Just a few weeks ago we shared the story of John Crowley’s family and their battle with Pompe disease on Raise the Line, and in this episode, we’re honored to share another remarkable story of a rare disease parent and the contributions they've made beyond their efforts to help their own loved ones.  Nick Sireau is the CEO and Chair of Trustees of the AKU Society, an award-winning patient group that helps people with Alkaptonuria (AKU), sometimes referred to as black bone disease, a rare disorder affecting both of his children. In AKU patients, a build-up of acid in the body leads to a painful breakdown of bones and joints, and serious heart complications.
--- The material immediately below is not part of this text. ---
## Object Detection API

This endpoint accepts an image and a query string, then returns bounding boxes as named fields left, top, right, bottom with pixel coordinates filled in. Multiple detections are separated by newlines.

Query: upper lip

Nick’s tireless efforts have led to some extraordinary results, including making the very first treatment for AKU available.  Nick is also Founder and Chair of Orchard, a medical charity that works to develop new and better treatments for obsessive-compulsive disorder (OCD), a misunderstood mental illness that Nick has battled for many years. Join host Shiv Gaglani for a fascinating look at the impact one parent has had on the welfare of so many, and for advice for those weighing career options in the healthcare field.  “There are hundreds, if not thousands of these ultra-rare diseases that just nobody is touching.”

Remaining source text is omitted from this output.